Residency is an intense period. Challenges, including burnout, arise as new physicians develop their professional identities. Residency programs provide remediation, but emotional support for interns is often limited. Professional development coaching of interns, regardless of their performance, has not been reported.
Design, implement, and evaluate a program to support intern professional development through positive psychology coaching.
We implemented a professional development coaching program in a large residency program. The program included curriculum development, coach-intern interactions, and evaluative metrics. A total of 72 internal medicine interns and 26 internal medicine faculty participated in the first year. Interns and coaches were expected to meet quarterly; expected time commitments per year were 9 hours (per individual coached) for coaches, 5 1/2 hours for each individual coachee, and 70 hours for the director of the coaching program. Coaches and interns were asked to complete 2 surveys in the first year and to participate in qualitative interviews.

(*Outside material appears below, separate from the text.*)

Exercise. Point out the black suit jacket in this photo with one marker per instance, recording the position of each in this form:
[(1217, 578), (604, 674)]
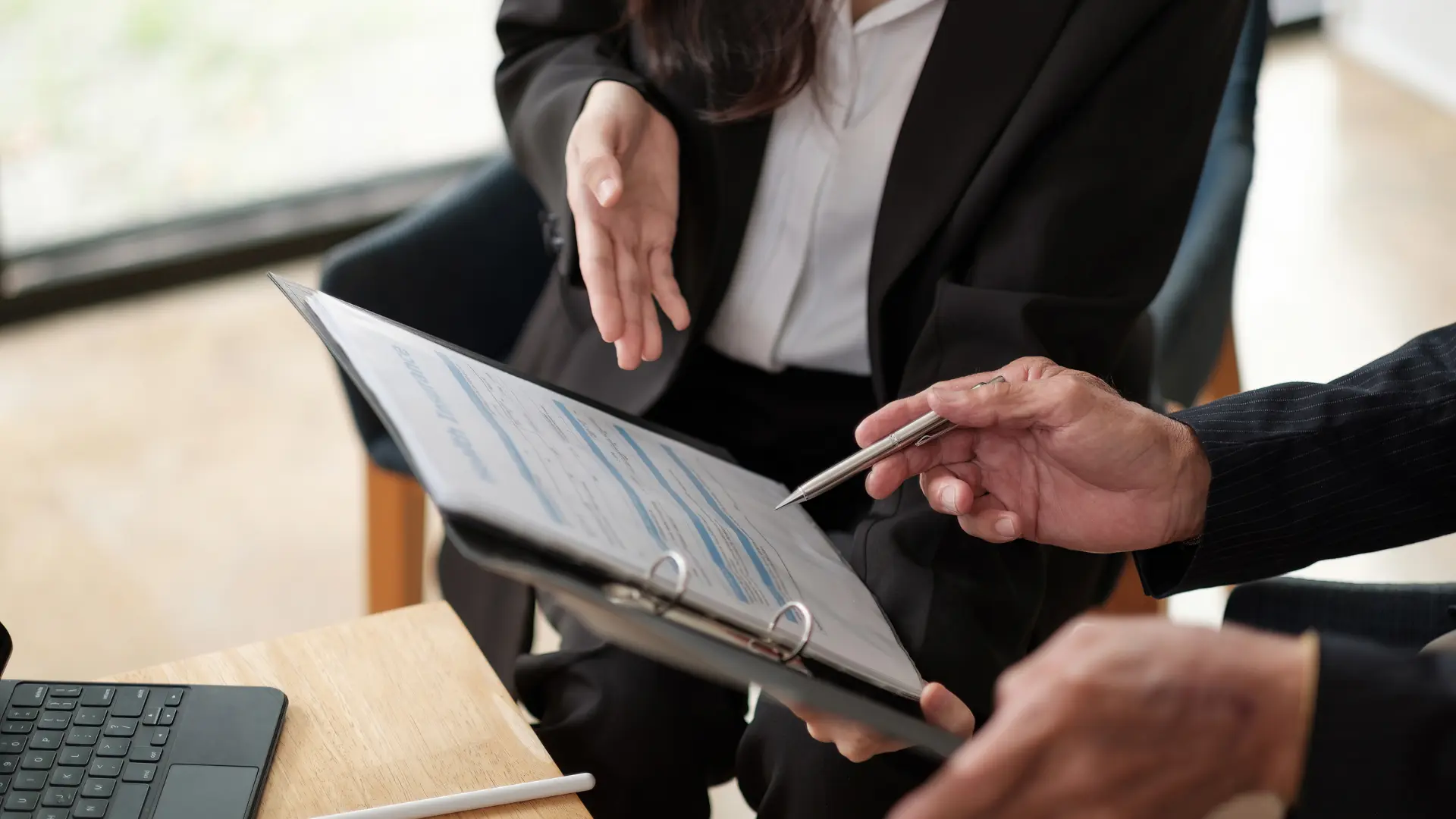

Eighty-two percent of interns met with their coaches 3 or more times. Coaches and their interns assessed the program in multiple dimensions (participation, program and professional activities, burnout, coping, and coach-intern communication). Most of the interns (94%) rated the coaching program as good or excellent, and 96% would recommend this program to other residency programs. The experience of burnout was lower in this cohort compared with a prior cohort.
There is early evidence that a coaching program of interactions with faculty trained in positive psychology may advance intern development and partially address burnout.
Residency is an important but stressful period in physicians' professional development, with limited emotional support. Data are lacking on the efficacy of professional development coaching for residents.
A program to support interns' professional development and identity formation through positive psychology coaching.
Lack of a comparison group, small sample size, and single specialty program reduce generalizability.
Early evidence suggests intern development may be advanced, and burnout was partially addressed through the coaching program.
Editor's Note: The online version of this article contains an overview of the 2 faculty development coach training sessions, the intern mentor preference form, guides to sessions 1 through 4, a table of anticipated time commitments for participants, and demographic information.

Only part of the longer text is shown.